Schwedischefahne auf Boot

Schweden zählt wie Deutschland zu den 26 Mitgliedsstaaten in Europa, die das Schengener Abkommen unterzeichnet haben. Innerhalb dieser Staaten ist die Einreise aufgrund der wegfallenden Grenzkontrollen unkompliziert. Vorübergehend hat das skandinavische Land diese aber wieder eingeführt. Eine Ausnahme besteht bei der Einreise per Bus, Zug oder Fähre über Dänemark. Die Einreisebestimmungen für Schweden schreiben einen gültigen Personalausweis oder Reisepass mit biometrischem Passbild vor. Aufgrund der Tatsache, dass Schweden nicht Vertragspartei des Europäischen Übereinkommens ist, das den Personenverkehr zwischen den Mitgliedsstaaten des Europarates regelt, ist es dringend erforderlich, ein gültiges Ausweisdokument mitzuführen. Die Dokumente dürfen also nicht abgelaufen sein. Stellen Sie vor Reisebeginn fest, dass Ihr Ausweis nicht mehr gültig ist und auch ein Expressverfahren nicht für die rechtzeitige Beschaffung eines neuen Ausweises ausreicht, besteht die Möglichkeit, einen vorläufigen Reisepass oder Personalausweis zu beantragen. Dieser wird umgehend mit Ihrem mitgebrachten biometrischen Passbild aber ohne elektronisches Speichermedium ausgestellt. Die Dauer der Gültigkeit wird dem Reisezeitraum angepasst bzw. gilt höchstens für ein Jahr. Eine Verlängerung ist nicht
möglich.

Mitreisende Kinder benötigen ein eigenes Ausweisdokument. Bis 12 Jahre ist dies der Kinderreisepass, danach der Reisepass oder Personalausweis. Da in Schweden Ausweispflicht besteht, ist das Mitführen eines Personalausweises oder Reisepasses für jedermann zwingend erforderlich. Ein Visum für die Einreise ist für Deutsche und andere Staatsangehörige des Schengen-Raumes nicht nötig. Dies gilt auch für alle Staatsangehörigen, die über ein Aufenthaltsrecht in einem der Schengen-Staaten verfügen. Für alle anderen gilt Visumspflicht. Das Visum muss rechtzeitig vor Einreise beantragt werden. Wer nicht länger als drei Monate im Land bleiben möchte, muss hierzu keine gesonderte Genehmigung haben. Soll der Aufenthalt länger dauern, muss das Aufenthaltsrecht beim schwedischen Migrationsamt beantragt werden. Für Familienangehörige aus nicht EU-Ländern gibt es in diesem Fall vom schwedischen Migrationsamt Aufenthaltskarten sowie Dokumente für das unbefristete Aufenthaltsrecht. Damit dieses bewilligt wird, muss nachgewiesen werden, dass die Familie aufgrund einer Erwerbstätigkeit, Studium oder in Form von ausreichenden finanziellen Mitteln abgesichert ist.

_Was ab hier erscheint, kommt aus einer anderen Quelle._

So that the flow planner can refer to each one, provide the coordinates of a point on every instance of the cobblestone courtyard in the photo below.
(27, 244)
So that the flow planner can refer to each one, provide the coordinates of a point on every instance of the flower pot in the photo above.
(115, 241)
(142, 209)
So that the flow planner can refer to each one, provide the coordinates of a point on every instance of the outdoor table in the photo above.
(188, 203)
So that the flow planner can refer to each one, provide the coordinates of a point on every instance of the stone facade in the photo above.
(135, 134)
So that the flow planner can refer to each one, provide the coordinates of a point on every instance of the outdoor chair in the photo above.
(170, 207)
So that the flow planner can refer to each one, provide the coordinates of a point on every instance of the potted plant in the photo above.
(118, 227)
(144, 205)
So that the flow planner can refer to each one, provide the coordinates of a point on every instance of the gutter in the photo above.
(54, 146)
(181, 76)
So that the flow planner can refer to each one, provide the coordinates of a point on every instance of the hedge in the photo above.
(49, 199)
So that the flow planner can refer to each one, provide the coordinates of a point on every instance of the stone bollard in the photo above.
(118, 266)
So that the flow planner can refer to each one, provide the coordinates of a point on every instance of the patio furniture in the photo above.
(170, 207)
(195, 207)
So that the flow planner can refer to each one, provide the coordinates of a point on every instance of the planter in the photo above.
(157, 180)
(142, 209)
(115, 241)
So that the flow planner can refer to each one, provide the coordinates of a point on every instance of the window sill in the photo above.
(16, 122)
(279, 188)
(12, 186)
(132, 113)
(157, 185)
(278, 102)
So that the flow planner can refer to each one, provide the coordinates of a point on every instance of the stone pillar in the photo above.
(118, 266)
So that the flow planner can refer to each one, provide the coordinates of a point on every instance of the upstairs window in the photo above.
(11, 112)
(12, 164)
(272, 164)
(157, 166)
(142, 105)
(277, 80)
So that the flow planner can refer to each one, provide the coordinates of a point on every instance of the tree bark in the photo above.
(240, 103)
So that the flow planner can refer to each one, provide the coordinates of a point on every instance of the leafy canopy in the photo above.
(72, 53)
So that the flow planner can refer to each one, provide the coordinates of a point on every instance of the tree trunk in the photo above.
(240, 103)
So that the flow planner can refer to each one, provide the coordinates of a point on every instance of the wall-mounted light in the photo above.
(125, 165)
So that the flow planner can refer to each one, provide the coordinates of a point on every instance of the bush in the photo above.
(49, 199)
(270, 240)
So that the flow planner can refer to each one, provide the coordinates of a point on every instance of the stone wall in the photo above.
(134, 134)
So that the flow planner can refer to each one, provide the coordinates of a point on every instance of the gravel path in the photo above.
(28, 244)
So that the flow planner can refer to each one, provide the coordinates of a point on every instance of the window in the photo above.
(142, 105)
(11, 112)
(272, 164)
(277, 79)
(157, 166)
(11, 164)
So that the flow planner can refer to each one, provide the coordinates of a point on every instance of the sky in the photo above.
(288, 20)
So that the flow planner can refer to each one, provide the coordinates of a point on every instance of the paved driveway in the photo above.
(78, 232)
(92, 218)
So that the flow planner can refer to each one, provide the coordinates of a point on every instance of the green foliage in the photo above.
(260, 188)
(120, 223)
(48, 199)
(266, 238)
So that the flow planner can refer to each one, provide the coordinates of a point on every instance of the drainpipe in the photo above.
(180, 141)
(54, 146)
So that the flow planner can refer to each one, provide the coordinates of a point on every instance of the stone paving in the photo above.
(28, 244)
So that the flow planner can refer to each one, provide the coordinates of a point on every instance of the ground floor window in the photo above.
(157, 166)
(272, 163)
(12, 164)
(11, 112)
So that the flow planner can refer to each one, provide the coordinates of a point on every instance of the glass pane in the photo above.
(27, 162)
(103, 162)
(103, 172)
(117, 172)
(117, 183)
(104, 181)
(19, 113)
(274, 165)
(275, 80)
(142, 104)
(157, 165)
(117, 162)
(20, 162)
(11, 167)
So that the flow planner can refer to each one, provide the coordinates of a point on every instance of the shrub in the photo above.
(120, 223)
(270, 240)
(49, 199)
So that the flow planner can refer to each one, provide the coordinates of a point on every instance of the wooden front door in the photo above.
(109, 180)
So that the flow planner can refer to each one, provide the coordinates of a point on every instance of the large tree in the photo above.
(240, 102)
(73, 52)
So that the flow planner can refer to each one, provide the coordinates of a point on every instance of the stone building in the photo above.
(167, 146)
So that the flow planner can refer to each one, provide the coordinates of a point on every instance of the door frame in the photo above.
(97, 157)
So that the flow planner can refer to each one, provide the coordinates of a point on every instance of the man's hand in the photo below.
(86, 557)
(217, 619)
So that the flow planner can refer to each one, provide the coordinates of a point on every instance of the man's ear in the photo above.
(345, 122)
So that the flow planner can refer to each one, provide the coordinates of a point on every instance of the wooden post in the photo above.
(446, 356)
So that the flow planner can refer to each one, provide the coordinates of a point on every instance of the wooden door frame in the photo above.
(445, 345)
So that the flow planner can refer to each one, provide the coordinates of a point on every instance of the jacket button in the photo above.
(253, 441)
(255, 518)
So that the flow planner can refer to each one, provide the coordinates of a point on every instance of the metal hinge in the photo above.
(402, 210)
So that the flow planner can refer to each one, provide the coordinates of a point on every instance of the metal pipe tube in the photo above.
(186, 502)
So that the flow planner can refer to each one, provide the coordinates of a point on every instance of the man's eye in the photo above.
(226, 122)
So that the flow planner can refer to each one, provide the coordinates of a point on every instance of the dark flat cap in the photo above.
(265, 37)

Welche Einreisebestimmungen gelten für Haustiere?

Hund auf Boot in Schweden

Seit Januar 2012 benötigen Hunde, Katzen und Frettchen für die Einreise nach Schweden eine ID-Kennzeichnung per Mikrochip. Damit soll die Identität der Tiere sichergestellt werden. Um Probleme mit der Lesbarkeit zu vermeiden, ist ein ISO-Chip notwendig. Handelt es sich um ein Tier, das vor dem 3. Juli 2011 mit einer lesbaren Tätowierung versehen wurde, ist eine zusätzliche Kennzeichnung per Mikrochip nicht notwendig. Zusätzlich benötigt das Tier einen EU-Heimtierpass, in dem alle erforderlichen Gesundheitsmaßnahmen vermerkt sind. Dieser Pass ist im örtlichen Gesundheitsamt oder bei entsprechenden Tierärzten mit Ausstellungserlaubnis erhältlich. Die Einreisebestimmungen für Schweden schreiben für Hunde, Katzen und Frettchen eine Impfung gegen Tollwut vor. Diese muss zwingend im EU-Heimtierpass vermerkt werden. Alle mit einem Chip gekennzeichneten Tiere die älter als
3 Monate sind können die Grundimpfung erhalten. Danach müssen 21 Tage verstreichen, bevor die Tiere nach Schweden einreisen dürfen. Ein Tollwut- Antikörpernachweis und eine Entwurmung entfallen. Impfungen gegen Staube und Leptospirose sind nicht mehr verpflichtend. Die Tiere sind bei Einreise innerhalb der EU unaufgefordert beim Zoll anzumelden. Ist kein Zollbeamter an der Zollpassage anwesend, melden Sie Ihr Tier über ein extra dafür vorgesehenes Telefon mit hinterlegter Nummer an.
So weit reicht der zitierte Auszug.